Featured Stories | News

Law passed requiring drunk drivers to pay child support if parents killed in crash

tree palm weather Hurricane or tropical storm wind buffeting palm trees
Getty

A new Tennessee law will now require drunk drivers involved in fatalities where children lose their parents to pay child support for those children.

The law titled “Bentley’s Law,” passed in the House on Monday.

Under the bill, if the impaired driver is convicted of vehicular homicide of a person with children, they will be ordered to pay restitution in the form of child maintenance for each of the children effected.

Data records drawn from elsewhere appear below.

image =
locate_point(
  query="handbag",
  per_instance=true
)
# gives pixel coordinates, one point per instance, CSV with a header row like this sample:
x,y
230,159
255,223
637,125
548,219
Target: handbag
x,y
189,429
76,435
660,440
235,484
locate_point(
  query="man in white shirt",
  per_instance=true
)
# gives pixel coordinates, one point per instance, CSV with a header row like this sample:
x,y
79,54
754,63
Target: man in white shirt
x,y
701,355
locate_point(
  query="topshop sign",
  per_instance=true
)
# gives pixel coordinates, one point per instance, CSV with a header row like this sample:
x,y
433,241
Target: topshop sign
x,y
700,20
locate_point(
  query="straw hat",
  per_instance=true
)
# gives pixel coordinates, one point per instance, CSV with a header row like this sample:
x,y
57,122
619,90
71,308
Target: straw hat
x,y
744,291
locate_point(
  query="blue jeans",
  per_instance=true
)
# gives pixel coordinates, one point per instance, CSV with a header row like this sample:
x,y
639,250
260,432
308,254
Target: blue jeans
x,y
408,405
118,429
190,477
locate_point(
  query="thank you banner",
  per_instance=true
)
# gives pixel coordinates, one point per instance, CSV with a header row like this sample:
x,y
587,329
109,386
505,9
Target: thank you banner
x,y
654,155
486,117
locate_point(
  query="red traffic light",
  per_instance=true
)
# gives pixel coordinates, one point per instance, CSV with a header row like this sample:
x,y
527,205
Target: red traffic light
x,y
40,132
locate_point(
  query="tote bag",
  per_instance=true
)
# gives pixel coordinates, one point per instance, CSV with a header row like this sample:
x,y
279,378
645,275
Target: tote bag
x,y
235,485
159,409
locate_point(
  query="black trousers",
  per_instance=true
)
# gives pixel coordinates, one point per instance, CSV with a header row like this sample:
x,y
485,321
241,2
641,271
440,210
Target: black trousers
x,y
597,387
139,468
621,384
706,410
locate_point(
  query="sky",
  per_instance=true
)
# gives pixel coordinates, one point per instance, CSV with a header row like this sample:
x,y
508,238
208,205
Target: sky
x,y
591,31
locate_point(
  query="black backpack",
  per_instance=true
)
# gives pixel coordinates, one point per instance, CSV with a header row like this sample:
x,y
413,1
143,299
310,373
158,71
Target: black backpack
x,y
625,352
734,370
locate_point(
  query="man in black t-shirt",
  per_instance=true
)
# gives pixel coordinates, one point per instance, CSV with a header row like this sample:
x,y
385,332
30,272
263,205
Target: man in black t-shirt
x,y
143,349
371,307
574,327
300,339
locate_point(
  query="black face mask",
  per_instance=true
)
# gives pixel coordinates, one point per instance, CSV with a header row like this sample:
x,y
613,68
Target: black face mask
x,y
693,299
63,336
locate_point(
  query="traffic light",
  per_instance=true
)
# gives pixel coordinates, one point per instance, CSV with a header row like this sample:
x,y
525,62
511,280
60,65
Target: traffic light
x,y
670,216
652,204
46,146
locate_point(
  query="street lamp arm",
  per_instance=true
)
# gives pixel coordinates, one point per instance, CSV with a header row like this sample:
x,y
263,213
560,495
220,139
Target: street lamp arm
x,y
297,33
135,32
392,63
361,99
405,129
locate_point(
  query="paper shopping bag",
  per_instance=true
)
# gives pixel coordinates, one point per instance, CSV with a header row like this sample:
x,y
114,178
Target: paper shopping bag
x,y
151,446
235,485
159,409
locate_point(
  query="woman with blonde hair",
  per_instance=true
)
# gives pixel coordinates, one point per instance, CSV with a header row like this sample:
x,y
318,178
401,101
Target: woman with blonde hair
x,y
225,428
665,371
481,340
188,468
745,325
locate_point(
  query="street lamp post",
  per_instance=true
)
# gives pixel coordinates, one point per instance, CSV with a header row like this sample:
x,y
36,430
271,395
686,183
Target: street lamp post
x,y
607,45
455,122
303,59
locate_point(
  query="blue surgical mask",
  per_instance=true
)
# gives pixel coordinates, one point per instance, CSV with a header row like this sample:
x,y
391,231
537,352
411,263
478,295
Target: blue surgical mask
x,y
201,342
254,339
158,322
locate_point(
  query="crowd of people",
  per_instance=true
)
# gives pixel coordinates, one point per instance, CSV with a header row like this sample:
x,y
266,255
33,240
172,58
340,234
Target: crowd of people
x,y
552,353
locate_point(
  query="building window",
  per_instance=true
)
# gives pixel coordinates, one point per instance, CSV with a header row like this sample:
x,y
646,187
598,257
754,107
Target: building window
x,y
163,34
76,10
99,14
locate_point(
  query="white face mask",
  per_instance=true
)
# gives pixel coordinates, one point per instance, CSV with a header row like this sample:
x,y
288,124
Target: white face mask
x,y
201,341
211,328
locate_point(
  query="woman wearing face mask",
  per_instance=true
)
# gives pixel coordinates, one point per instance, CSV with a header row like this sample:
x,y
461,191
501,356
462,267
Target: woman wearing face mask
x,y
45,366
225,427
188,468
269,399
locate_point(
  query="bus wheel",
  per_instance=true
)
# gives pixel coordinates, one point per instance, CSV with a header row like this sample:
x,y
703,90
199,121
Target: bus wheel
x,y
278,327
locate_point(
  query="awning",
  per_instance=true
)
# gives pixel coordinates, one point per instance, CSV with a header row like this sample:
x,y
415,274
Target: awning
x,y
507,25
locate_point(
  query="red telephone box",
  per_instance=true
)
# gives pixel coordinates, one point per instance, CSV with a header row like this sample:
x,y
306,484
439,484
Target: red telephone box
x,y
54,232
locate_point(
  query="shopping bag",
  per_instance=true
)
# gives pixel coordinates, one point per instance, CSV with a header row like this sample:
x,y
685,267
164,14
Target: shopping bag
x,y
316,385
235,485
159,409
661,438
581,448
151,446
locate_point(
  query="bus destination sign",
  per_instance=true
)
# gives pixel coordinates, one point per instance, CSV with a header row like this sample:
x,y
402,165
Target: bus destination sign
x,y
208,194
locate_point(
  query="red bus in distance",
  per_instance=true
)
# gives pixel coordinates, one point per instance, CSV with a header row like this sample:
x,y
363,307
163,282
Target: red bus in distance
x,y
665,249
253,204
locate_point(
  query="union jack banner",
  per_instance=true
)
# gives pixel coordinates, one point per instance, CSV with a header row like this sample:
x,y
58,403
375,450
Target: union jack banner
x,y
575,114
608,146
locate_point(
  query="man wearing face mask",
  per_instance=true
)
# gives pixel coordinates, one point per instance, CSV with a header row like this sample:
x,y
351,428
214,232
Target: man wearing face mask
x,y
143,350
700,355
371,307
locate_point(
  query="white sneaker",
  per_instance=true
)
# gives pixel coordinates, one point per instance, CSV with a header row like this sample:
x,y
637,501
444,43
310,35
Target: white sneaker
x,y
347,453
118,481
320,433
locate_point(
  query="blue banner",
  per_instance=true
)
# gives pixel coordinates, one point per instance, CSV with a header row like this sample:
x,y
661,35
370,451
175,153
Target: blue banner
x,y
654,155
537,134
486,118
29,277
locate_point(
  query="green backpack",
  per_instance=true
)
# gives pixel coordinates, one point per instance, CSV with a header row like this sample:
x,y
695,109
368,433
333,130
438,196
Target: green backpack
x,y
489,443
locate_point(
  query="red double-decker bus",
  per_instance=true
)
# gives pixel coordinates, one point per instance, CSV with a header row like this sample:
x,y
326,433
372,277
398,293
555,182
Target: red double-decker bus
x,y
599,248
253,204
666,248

The payments will continue until the kids are 18-years- old and graduate high school.

In the event that the driver is unable to pay, they will be given a full year from their release date to began making the payments.

If the child turns 18 and the payments have not been made in full, then the defendant will continue making the payments until the account is settled.

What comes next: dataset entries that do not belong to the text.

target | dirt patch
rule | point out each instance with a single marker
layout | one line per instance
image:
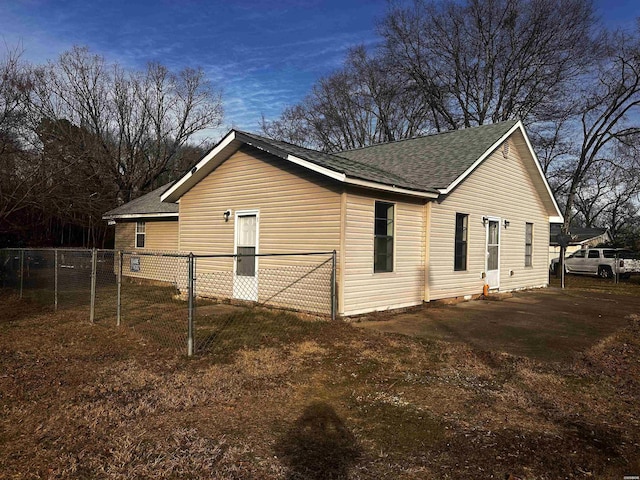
(548, 325)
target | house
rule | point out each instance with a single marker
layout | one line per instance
(412, 221)
(580, 238)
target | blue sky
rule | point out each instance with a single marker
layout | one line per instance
(264, 54)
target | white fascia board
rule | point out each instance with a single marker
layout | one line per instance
(390, 188)
(221, 146)
(140, 215)
(341, 177)
(542, 176)
(491, 149)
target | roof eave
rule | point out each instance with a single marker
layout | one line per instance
(124, 216)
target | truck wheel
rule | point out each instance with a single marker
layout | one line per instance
(604, 271)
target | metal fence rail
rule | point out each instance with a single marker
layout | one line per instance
(174, 299)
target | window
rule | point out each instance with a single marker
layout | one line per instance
(140, 234)
(383, 237)
(528, 245)
(460, 255)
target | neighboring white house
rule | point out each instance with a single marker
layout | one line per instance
(412, 221)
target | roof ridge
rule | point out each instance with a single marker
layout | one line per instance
(357, 163)
(434, 134)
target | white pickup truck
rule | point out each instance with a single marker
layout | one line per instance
(603, 262)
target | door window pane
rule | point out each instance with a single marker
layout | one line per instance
(246, 262)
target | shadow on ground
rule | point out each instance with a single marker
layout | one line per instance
(318, 445)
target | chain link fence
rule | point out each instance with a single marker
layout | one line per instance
(193, 303)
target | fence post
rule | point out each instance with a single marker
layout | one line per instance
(55, 280)
(94, 258)
(119, 287)
(21, 272)
(191, 301)
(333, 287)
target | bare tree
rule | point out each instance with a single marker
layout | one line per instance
(611, 103)
(481, 61)
(365, 102)
(132, 124)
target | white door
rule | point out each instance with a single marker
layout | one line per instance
(245, 269)
(492, 268)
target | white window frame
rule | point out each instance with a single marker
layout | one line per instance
(393, 237)
(142, 224)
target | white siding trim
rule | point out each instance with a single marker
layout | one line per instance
(140, 215)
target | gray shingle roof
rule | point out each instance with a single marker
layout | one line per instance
(145, 205)
(433, 161)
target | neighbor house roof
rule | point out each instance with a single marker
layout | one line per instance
(146, 206)
(579, 235)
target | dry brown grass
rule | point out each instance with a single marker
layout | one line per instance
(325, 401)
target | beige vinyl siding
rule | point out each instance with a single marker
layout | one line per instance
(498, 187)
(299, 211)
(365, 291)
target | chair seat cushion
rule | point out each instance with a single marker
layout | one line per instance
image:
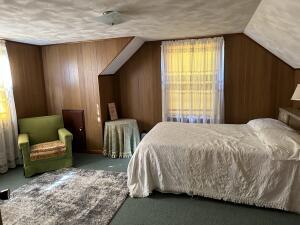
(47, 150)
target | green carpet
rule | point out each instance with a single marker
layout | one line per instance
(168, 209)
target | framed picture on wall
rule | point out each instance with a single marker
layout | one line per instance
(112, 111)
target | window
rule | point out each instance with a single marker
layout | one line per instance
(5, 83)
(3, 105)
(192, 80)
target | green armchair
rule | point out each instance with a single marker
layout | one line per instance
(45, 144)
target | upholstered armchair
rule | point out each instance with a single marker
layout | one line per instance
(45, 144)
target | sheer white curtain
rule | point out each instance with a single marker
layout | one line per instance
(193, 80)
(9, 154)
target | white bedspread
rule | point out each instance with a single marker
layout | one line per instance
(228, 162)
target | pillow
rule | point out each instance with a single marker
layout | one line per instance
(268, 123)
(282, 144)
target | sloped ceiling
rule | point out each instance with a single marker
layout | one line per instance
(276, 26)
(57, 21)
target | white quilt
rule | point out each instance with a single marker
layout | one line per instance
(238, 163)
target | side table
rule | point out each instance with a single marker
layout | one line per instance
(121, 138)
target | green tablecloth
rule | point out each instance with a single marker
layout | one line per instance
(120, 138)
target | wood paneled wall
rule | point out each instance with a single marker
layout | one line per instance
(256, 83)
(140, 86)
(71, 80)
(28, 80)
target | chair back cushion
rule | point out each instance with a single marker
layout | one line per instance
(41, 129)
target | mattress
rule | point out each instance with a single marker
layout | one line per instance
(247, 163)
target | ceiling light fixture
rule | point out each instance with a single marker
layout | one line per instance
(111, 17)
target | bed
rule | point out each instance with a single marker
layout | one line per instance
(255, 163)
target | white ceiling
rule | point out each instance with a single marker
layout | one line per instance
(276, 26)
(57, 21)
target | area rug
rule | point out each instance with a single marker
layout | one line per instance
(67, 196)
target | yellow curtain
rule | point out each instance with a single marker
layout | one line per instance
(9, 154)
(192, 80)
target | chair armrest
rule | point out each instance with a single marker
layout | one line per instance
(65, 135)
(24, 146)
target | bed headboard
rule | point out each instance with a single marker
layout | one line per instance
(290, 116)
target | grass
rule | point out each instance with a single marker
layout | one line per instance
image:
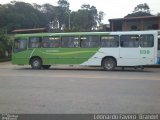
(5, 59)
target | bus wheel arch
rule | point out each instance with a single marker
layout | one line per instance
(109, 63)
(36, 62)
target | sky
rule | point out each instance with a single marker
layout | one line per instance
(111, 8)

The bill aims to hold drunk drivers accountable for the lives they effect when they get behind the wheel of a vehicle while under in the influence and to “lift some financial burdens of kids left without parents.”

Bentley’s Law is named after the 5-year-old grandson of Cecilia Williams who was left without parents after drunk driver hit a vehicle they were traveling in.

“It will always be a constant reminder to the offender of what the person’s actions have caused,” Williams wrote.